Rain and more rain and more rain.  The small stream runs roiling and racing through this valley white-capped.  Last night I actually thought I heard waves moving out of its bed into the meadow and then back into its bed. As though some sort of sea was forming and establishing a tide for itself.  I was mistaken and must admit to be glad to be so as the culvert created bridge I use to leave the valley would probably not withstand a sea created tide.

And what else am I mistaken about?  Many things probably. Or at least a few, considering the odds of being right all the time.  I re-read a line in my last post  "...and if that's not a masterwork I don't know what one is..." and could clearly imagine the likes of Mr Hall laughingly dismissing my assessment of Richard Brautigan's Trout Fishing In America without a moment's hesitation.

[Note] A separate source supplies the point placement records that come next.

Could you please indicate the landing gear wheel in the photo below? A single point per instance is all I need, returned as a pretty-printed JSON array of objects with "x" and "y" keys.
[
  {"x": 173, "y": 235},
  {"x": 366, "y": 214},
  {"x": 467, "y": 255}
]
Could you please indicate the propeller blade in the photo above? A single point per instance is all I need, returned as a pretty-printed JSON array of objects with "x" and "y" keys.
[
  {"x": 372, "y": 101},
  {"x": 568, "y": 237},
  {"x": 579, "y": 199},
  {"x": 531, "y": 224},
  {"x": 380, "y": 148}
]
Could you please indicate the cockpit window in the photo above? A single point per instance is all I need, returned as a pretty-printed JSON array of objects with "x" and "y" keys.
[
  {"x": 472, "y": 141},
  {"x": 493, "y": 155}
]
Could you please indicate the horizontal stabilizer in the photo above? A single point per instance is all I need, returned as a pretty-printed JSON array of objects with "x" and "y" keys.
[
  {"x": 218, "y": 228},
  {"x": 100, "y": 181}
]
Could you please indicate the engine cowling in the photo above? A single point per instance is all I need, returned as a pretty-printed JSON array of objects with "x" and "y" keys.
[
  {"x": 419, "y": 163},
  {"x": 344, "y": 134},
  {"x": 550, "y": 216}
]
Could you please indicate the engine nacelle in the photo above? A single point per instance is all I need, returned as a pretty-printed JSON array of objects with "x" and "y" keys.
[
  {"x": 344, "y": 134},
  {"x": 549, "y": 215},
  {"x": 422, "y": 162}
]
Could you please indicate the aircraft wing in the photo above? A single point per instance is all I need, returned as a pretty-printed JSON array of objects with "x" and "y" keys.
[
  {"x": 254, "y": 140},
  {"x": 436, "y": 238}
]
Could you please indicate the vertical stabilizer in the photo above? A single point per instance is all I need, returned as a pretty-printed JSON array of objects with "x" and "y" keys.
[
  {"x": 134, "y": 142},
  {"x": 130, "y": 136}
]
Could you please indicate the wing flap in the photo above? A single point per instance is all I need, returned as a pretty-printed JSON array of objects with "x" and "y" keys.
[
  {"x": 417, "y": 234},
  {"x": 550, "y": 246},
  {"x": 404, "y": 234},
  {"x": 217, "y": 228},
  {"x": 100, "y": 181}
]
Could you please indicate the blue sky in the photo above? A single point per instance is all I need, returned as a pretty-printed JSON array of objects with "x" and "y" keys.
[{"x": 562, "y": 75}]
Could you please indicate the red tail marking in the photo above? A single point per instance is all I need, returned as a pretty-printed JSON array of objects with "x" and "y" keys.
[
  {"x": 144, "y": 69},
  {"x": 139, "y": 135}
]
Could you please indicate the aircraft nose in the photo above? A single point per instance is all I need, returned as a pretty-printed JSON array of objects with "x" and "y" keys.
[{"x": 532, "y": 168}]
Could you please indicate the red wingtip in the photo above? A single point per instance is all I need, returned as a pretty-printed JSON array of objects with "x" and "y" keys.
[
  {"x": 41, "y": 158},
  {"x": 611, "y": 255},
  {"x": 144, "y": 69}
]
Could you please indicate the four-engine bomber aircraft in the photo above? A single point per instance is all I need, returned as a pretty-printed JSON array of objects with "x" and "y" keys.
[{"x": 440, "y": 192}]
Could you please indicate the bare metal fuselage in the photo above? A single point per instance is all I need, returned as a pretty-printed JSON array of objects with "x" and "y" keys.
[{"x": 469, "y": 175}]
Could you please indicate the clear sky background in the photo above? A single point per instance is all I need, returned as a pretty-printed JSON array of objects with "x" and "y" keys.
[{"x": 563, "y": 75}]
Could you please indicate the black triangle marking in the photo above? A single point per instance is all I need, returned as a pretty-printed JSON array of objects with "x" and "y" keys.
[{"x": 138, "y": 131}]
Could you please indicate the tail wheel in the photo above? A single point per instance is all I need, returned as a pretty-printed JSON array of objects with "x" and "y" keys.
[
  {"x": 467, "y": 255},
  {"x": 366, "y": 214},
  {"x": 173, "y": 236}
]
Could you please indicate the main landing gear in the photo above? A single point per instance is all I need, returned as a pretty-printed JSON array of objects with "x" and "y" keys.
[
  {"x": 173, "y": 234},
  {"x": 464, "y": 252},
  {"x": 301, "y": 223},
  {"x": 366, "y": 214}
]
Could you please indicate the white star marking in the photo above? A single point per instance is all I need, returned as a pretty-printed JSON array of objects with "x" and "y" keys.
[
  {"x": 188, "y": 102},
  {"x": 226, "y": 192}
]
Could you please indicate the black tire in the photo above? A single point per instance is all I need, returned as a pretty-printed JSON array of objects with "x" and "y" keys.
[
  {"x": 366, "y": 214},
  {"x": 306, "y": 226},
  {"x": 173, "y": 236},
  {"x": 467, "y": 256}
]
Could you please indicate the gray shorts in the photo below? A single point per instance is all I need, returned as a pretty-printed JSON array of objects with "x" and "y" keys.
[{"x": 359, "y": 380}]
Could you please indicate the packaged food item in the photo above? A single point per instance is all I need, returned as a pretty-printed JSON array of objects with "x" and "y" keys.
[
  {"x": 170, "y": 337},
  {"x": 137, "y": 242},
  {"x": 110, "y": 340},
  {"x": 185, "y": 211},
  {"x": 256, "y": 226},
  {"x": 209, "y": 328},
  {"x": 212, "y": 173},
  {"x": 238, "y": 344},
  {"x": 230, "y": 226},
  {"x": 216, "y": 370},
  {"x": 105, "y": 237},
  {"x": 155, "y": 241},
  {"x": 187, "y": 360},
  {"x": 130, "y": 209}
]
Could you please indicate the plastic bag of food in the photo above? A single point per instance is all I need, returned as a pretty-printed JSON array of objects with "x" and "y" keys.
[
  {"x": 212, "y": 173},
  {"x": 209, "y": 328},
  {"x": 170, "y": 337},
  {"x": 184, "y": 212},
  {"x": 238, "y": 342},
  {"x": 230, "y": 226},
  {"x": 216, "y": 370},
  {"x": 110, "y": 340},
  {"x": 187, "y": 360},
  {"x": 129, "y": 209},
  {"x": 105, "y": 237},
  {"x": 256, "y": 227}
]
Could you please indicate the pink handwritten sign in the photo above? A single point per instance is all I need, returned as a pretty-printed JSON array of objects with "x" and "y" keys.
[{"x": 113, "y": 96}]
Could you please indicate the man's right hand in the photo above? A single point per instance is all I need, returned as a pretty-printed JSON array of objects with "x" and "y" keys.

Laughingly dismissive as well would probably be all three of the new Academy of American Poets chancellors.  I went to their website,, this morning to find and read a few of the works of Robert Creeley.  Mr Hall thinks him to be the very best of 20th century poets.  That's hands down bar none so I wanted to consider his work more closely.  While there I also read a few of the works of the three new chancellors.  Professional poets who had all been heavily funded and much published.

Damn.  I just don't get it.  I don't get their work.  Not one of the three.  Creeley's work was wonderful.  I'm not quite as ready as was Hall to crown him king of ice cream but I see why someone would. The three new chancellor's works were all, to my mind, extremely thoughtful, well-written essays.  Filled with insight and cleverly turned phrase.  But were they poetry?  I don't think so.

Am I mistaken?  Have I become reactionary?  Am I iconoclastic? Have I bitten into an extremely sour grape?  Have I read poetry and thought it was not in the same way I thought the stream had created a tide? Or, like this last week's downpour, has our society's publishing methodologies created a deluge? A river of work running so high and so fast that none of us can see whether a fish is in there or not.